15 Ekim tarihli yazıma bakabilirsiniz, HSYK seçimlerinde Bakanlık listesi diye yayınladığım liste aynen onaylandı ki tersi mümkün olmazdı zira özellikle taşrada yargıçların Bakanlığı karşılarına alma lüksü yoktur. Artık ispatlanmıştır ki 12 Eylül günü yapılan referandumun amacı istismar edildiği gibi demokrasi veya 12 Eylül’den hesap sorulması değil, HSYK ile Anayasa Mahkemesi’nin ele geçirilmesiydi. Bugün olanlar aynen budur. Bundan böyle HSYK ve dolayısı ile onun kontrolünde olacak olan yargı artık YÖK yani Yüksek Öğrenim Kurumu misalidir ve tamamen iktidarın yörüngesinde olacaktır. Evet ülke bekası adına tarafsız olması mutlaka gerekli olan yargı artık alenen siyasallaşmıştır ki polisin ve öğretmenin bölündüğü
12 Eylül sürecinde bile böyle bir şey
olmamıştı...
İKAZ...
AKP mebusundan “Memleket gidiyor yahu” isyanı!

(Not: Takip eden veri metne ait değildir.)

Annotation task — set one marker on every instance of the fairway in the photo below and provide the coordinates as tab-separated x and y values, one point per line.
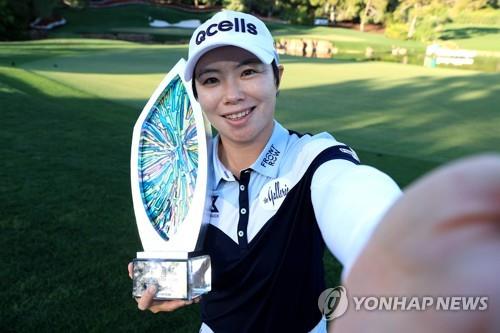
68	108
383	108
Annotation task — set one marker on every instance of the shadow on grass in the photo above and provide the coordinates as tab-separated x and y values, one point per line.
67	224
469	32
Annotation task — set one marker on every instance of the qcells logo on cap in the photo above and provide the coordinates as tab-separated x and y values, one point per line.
238	25
333	302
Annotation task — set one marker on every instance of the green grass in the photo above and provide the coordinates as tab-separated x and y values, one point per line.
68	108
473	36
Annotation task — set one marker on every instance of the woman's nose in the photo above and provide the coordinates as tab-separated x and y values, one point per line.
233	92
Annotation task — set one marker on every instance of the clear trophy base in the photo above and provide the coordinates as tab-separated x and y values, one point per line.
176	275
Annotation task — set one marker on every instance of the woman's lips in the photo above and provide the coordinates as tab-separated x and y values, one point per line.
239	115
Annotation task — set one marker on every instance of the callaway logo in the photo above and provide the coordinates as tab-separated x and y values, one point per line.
271	157
273	193
239	25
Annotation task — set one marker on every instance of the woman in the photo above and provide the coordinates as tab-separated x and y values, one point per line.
278	196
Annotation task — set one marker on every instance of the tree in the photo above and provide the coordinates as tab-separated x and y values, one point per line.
374	11
14	22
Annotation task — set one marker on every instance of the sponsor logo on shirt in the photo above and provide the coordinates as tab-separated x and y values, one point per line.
273	193
271	157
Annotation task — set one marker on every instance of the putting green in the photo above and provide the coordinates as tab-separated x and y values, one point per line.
401	110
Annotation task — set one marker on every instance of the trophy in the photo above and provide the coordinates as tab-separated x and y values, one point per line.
169	176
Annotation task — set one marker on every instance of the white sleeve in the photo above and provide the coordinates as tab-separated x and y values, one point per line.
349	200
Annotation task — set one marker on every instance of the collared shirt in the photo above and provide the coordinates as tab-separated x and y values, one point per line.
348	199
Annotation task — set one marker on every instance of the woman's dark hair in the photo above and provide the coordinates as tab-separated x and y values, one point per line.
276	73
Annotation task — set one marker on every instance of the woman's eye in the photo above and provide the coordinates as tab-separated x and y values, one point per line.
210	80
249	71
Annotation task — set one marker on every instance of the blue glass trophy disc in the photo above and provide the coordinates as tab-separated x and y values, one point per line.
169	177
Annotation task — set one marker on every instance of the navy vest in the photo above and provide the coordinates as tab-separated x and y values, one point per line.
273	283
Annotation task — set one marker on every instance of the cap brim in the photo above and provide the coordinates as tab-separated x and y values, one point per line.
260	53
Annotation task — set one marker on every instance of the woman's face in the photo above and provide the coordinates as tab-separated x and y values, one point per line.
237	92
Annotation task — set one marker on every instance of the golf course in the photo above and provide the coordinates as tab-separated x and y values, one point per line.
68	106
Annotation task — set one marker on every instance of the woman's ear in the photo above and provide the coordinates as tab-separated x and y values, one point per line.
280	73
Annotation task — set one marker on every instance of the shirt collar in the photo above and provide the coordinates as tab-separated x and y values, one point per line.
266	164
269	160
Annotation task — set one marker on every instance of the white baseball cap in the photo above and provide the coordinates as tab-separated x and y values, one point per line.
231	28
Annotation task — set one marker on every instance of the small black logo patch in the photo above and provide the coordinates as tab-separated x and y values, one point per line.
214	209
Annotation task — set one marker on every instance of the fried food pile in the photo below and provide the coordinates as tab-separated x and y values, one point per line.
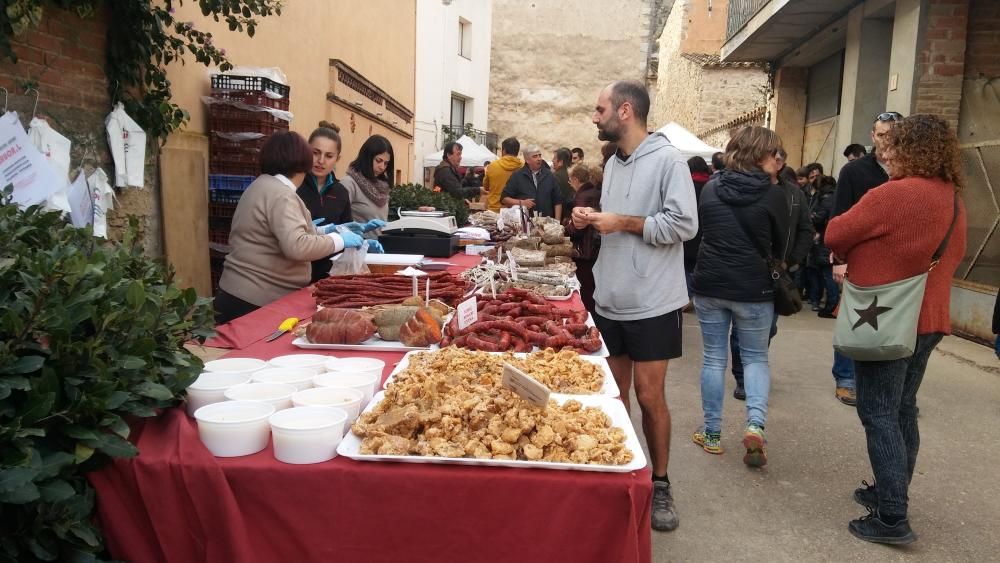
450	404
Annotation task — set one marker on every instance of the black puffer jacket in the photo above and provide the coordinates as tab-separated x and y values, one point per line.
729	265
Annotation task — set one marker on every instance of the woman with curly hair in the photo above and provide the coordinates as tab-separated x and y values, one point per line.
890	235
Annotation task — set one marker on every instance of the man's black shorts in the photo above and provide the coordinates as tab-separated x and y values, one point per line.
644	340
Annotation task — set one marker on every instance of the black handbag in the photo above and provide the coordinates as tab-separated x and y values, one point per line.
787	299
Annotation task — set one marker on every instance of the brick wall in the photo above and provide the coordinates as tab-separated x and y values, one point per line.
64	60
942	59
982	53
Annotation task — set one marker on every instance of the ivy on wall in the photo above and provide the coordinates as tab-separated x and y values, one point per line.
143	37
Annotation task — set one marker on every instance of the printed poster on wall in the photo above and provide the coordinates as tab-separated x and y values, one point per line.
22	166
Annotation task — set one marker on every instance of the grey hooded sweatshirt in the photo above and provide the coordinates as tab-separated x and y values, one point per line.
640	277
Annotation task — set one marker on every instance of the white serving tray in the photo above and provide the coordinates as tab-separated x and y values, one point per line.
350	446
609	389
373	344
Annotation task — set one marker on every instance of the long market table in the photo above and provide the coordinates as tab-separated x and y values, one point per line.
177	502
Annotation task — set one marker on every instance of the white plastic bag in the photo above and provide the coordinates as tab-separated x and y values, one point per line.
104	199
128	148
23	166
55	148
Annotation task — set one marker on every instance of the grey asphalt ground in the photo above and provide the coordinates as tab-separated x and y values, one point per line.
798	506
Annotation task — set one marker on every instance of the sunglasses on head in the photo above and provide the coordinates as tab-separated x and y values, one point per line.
890	116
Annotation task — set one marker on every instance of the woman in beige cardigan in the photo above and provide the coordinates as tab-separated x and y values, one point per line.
273	239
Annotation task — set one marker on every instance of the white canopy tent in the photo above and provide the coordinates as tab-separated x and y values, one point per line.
473	154
687	143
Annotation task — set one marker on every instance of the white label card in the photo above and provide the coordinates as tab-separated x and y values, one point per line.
525	386
468	312
512	264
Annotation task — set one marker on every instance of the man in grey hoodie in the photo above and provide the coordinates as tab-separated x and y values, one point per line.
648	209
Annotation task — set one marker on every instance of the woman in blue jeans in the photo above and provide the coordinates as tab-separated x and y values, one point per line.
732	283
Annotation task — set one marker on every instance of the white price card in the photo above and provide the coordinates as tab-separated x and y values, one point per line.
468	313
512	264
525	386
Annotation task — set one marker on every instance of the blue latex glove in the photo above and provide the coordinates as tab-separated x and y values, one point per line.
355	227
352	240
373	225
327	229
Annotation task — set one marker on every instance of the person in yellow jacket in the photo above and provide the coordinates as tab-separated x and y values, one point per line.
499	171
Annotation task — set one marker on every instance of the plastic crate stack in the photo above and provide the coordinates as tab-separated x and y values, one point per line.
236	135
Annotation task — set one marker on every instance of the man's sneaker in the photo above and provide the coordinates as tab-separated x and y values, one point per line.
709	441
846	395
664	516
872	528
866	496
754	442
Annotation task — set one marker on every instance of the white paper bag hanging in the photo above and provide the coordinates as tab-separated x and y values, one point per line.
103	196
23	166
128	148
80	203
55	148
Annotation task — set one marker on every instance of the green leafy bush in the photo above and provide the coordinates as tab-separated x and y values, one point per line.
411	196
91	332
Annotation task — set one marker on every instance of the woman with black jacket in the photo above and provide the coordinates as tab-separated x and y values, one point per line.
732	282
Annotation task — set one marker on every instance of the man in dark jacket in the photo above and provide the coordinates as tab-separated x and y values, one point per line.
856	178
447	178
533	186
796	251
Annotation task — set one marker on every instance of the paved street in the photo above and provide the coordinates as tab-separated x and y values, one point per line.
798	507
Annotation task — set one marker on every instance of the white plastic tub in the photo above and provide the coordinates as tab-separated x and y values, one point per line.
234	428
356	365
340	397
300	378
307	434
314	362
366	383
210	387
236	365
278	395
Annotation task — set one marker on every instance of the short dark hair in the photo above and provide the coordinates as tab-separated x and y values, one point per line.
511	146
855	150
285	153
329	131
698	164
718	162
814	166
635	94
374	146
564	156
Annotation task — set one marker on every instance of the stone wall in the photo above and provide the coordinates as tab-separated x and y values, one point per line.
64	60
700	95
549	62
941	62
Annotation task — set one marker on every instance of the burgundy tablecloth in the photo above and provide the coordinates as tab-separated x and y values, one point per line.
176	502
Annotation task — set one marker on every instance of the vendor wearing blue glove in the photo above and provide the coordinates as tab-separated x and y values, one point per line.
325	197
273	239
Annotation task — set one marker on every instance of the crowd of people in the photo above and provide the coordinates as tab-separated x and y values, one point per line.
654	235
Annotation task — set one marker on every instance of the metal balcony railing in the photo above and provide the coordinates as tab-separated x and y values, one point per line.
487	139
740	12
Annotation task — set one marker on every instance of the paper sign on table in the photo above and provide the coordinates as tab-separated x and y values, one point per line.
525	386
468	312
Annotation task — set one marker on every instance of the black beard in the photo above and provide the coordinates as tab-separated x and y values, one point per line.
603	135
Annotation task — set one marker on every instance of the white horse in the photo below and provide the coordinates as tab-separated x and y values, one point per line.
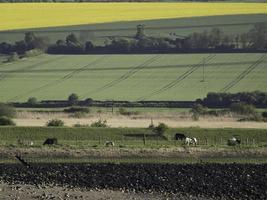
189	141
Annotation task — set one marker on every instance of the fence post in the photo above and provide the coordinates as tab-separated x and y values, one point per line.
144	139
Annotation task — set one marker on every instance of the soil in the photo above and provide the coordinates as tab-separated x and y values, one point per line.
199	181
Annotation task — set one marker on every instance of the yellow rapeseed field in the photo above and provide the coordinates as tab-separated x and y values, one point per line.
33	15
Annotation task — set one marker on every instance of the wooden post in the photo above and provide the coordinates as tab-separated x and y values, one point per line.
144	140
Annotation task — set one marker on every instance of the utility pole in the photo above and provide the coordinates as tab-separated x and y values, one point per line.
203	70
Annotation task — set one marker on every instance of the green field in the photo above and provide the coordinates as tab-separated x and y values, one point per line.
100	33
131	77
129	137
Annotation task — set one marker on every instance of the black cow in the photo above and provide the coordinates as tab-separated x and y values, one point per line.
233	141
50	141
179	136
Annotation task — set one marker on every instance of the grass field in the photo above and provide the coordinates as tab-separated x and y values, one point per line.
54	14
128	137
131	77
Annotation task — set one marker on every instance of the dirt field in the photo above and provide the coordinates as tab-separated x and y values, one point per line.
142	120
30	192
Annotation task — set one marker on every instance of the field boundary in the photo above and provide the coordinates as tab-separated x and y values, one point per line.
243	74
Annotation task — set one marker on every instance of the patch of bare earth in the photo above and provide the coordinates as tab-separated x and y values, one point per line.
142	120
30	192
175	152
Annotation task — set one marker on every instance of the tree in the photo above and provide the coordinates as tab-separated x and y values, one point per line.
60	43
20	47
73	99
32	101
120	45
72	40
5	48
258	36
89	46
215	37
140	32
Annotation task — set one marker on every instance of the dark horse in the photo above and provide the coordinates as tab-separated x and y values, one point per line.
179	136
50	141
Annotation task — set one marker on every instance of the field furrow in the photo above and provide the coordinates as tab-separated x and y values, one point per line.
129	77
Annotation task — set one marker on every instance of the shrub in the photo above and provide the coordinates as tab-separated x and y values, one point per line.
243	109
77	109
80	125
7	110
77	115
100	123
264	114
123	111
32	101
5	121
55	122
73	99
160	129
198	109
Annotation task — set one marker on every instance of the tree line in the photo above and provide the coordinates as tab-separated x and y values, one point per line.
214	40
225	100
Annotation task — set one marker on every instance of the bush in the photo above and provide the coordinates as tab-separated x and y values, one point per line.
99	123
32	101
123	111
55	122
7	110
73	99
77	109
5	121
243	109
198	109
160	129
80	125
264	114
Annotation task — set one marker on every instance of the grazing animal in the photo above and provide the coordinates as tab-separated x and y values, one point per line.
233	141
25	142
109	143
179	136
50	141
189	141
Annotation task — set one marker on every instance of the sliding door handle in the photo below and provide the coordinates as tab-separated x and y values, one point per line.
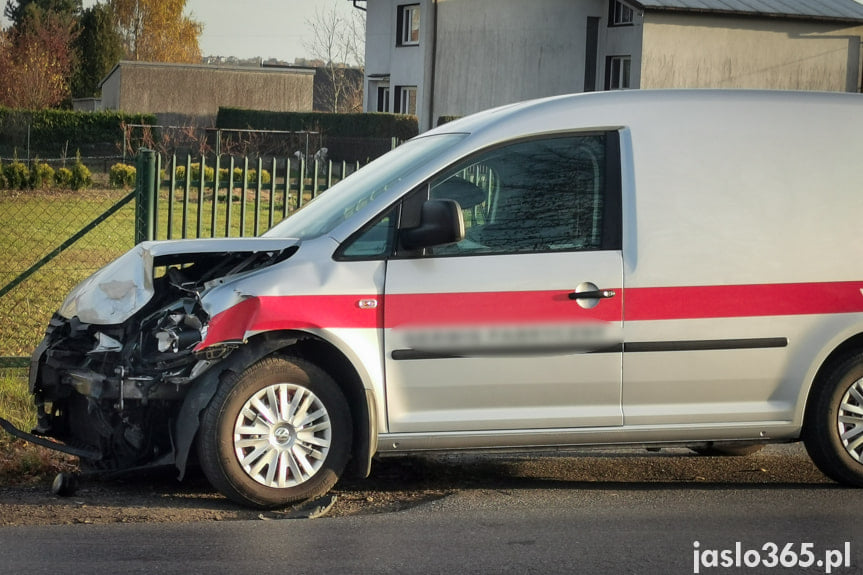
593	294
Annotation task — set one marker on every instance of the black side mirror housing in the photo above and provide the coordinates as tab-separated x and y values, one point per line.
441	222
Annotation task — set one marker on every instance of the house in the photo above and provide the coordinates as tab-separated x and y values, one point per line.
437	58
193	93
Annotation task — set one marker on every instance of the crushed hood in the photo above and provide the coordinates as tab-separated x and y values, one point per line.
123	287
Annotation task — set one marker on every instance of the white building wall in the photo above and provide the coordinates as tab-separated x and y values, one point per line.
494	52
701	51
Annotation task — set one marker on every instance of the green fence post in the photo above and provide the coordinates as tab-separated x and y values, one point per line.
145	191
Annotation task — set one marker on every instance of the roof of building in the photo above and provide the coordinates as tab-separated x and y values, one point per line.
265	69
843	10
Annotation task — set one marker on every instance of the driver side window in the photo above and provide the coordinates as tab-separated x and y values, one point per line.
529	197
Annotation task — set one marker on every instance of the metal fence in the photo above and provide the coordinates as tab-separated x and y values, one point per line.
229	197
36	268
53	239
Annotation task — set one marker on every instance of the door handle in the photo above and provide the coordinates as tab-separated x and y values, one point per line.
593	294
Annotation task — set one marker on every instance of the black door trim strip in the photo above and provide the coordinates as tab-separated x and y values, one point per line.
630	347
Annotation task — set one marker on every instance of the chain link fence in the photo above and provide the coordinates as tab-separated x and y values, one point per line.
33	225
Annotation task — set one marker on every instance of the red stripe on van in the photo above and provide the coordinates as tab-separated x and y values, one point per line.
697	302
489	308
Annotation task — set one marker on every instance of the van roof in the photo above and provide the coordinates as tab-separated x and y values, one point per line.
615	109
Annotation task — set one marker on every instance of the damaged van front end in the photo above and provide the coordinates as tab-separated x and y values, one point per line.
121	353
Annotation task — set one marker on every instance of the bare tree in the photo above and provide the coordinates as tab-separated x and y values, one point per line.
339	42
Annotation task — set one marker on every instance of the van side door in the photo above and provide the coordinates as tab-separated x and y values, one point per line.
490	333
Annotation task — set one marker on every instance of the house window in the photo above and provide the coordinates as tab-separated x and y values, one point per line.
408	24
620	14
617	72
406	100
383	99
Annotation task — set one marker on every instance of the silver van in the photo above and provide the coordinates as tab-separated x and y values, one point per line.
640	268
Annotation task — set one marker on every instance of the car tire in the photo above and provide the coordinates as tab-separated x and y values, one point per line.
276	434
727	450
833	426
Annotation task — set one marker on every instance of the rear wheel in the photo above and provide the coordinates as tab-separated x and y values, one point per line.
833	429
277	434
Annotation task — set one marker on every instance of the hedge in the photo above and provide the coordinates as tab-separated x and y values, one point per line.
365	125
52	131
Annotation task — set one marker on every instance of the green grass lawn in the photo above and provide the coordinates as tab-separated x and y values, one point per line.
34	223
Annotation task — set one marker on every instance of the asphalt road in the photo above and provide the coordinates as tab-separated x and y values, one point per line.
551	525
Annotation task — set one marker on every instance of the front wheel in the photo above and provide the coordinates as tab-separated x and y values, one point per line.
277	434
833	428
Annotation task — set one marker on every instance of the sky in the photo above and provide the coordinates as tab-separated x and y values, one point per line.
254	28
258	28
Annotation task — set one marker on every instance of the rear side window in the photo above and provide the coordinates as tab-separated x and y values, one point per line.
543	195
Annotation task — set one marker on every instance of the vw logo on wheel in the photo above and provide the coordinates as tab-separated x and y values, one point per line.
282	434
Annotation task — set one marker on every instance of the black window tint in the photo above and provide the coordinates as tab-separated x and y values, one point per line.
533	196
375	241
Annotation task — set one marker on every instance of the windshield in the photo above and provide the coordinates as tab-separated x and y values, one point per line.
343	200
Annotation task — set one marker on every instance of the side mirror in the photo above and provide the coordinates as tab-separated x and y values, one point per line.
441	222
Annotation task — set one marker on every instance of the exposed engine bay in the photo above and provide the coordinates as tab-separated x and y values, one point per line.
119	356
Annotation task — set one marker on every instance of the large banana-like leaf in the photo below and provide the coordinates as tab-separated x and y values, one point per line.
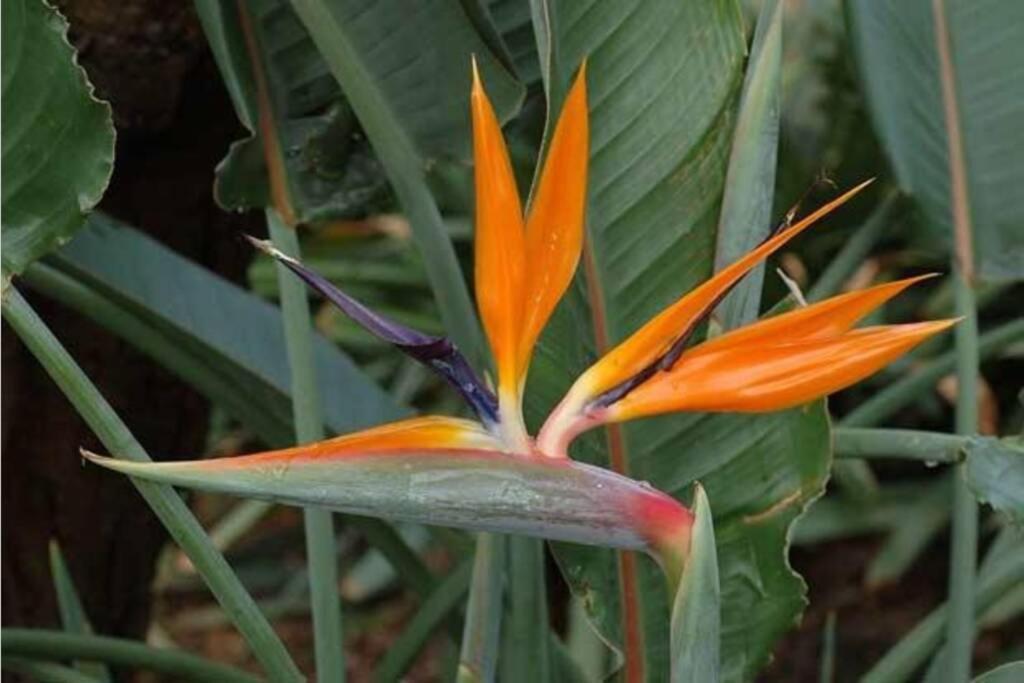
665	80
946	93
57	139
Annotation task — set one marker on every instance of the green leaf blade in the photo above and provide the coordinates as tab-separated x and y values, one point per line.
57	152
897	47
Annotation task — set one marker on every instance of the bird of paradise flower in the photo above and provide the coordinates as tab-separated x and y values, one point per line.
489	473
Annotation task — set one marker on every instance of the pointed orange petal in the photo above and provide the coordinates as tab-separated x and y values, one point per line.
555	222
656	337
500	241
422	434
755	378
820	321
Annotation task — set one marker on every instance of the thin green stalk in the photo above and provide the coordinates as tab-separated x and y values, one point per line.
964	550
73	616
402	558
904	391
905	443
45	644
525	627
46	672
435	609
585	648
478	658
905	657
164	501
854	251
826	673
322	554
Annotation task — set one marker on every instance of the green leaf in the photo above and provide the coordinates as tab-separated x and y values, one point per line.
444	600
57	151
477	659
1008	673
664	80
696	607
750	187
168	506
946	95
44	644
221	339
308	128
995	473
1001	570
406	74
73	616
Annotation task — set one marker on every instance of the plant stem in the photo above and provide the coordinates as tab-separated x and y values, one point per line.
905	443
964	551
904	391
168	506
438	606
308	416
46	644
478	657
525	653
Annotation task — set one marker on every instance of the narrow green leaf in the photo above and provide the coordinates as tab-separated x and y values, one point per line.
376	50
1008	673
909	443
441	603
995	473
750	183
57	151
221	339
525	624
43	644
946	94
912	650
308	420
911	531
851	256
1009	541
168	506
478	658
45	672
73	616
826	672
696	607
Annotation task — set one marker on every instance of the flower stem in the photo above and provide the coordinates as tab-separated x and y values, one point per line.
167	505
964	552
309	427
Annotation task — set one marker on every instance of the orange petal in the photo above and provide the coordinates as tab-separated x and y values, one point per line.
820	321
655	338
500	240
555	221
756	377
420	434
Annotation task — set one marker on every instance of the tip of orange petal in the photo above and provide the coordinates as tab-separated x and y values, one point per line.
477	86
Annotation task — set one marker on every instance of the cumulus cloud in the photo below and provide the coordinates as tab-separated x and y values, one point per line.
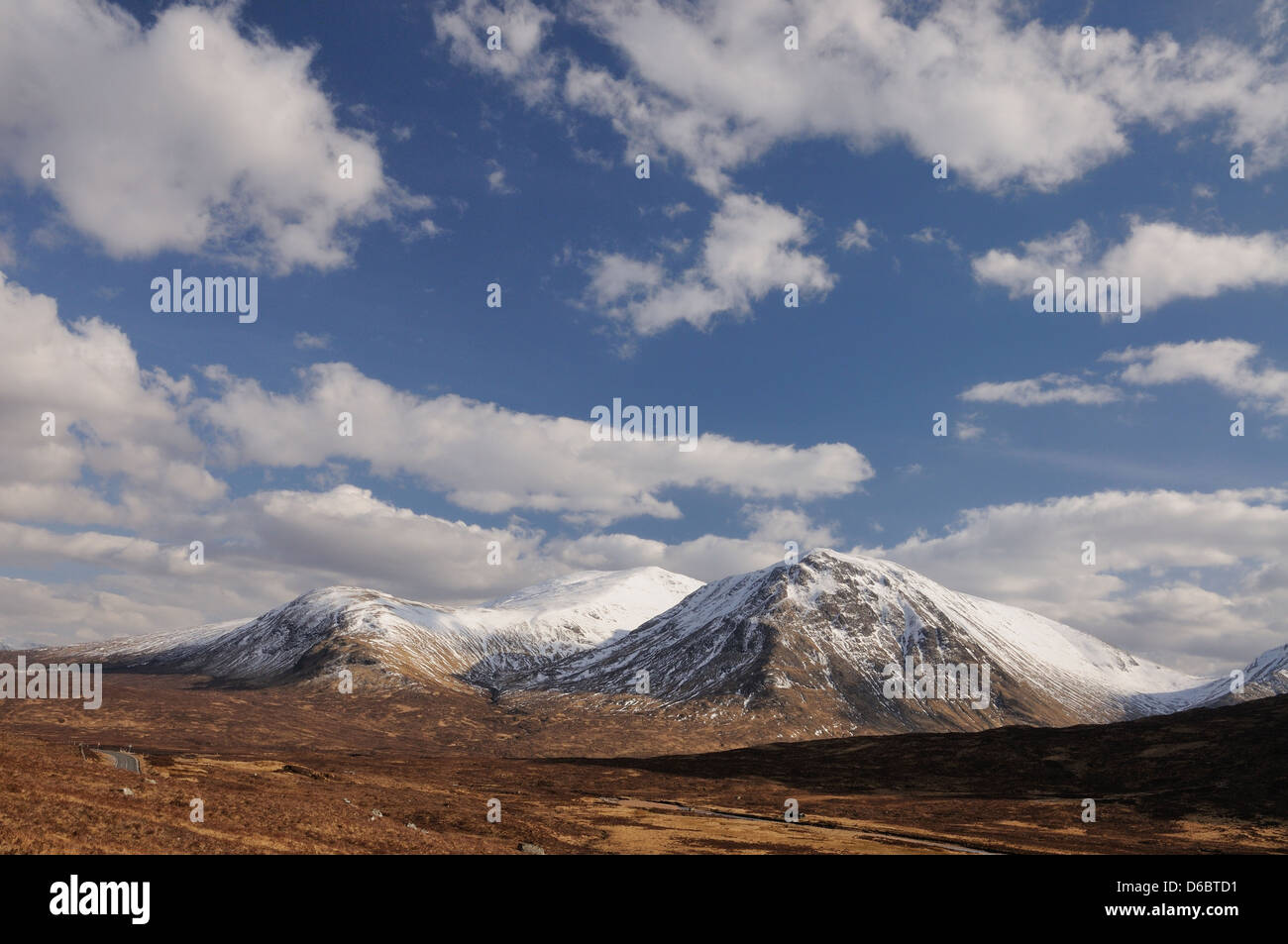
489	459
1009	101
231	150
116	496
1171	262
857	239
1179	576
1225	364
752	248
1050	387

Adı: Mehmet Sağlam. AKP Kahramanmaraş Milletvekili, Eski Milli Eğitim Bakanı ve YÖK eski Başkanı.. Önceki gün Blomberg TV’ye çıktı ve hem YÖK’ü hem de dolaylı olarak Başbakan’ı yerden yere vurdu. Neler mi söyledi?.. YÖK’ün yaptığı uygulamaları örnekleyerek topa tuttu ve adeta isyan etti. Sağlam’ın söylediği şu sözler YÖK’ün bugünkü halini ortaya koyuyor: “YÖK’e başkan ve başkan yardımcısı olmak için rektör ve asgariden dekanlık tecrübesine sahip olmak gerekiyor. Oysa bugünkü YÖK’de bırakın rektörlüğü, dekanlık yapan tek bir isim bile yok. Bu tecrübe ve birikimsizlikle maalesef YÖK, artık güvenli bir sınavı bile yapamaz duruma getirilmiştir...” Evet bu ifadeler bir AKP’li mebusa aittir... Bu konuşmadan sonra bir dostu Sağlam’ı arayıp “başın derde girer” deyince, Mehmet Bey bana aktarıldığına göre şu karşılığı vermiş; “Yeter, memleket gidiyor yahu!”
MUHASİP...
Haşim Kılıç’a değişim sorusu!..
Adam hukukçu değil ama hukuk dersleri veriyor. Eskişehir’deki bir yüksek okulun muhasebe bölümünden mezun ama filozof edaları ile manifestolar ortaya koyuyor. Önceki günkü konuşmasında “Değişime karşı çıkan statükonun kibirli mensupları halkı artık ikna edemiyor” buyurmuş! Haşim Kılıç’dan bahsediyorum... Tam bu noktada Haşim Bey’e soralım; Değişim dediğiniz şey bu ülkenin adının, rejiminin, dilinin ve başkentinin değiştirilmesi midir? Malum birkaç hafta önce bu yönde sözler eden yani Anayasanın değiştirilmesi için teklifi dahi mümkün olmayan bu maddeleri tartışmaya açan zat-ı alilerinizdi!.. O teklifi yapan biri değişimci değil, olsa olsa dönüşümcü olabilir!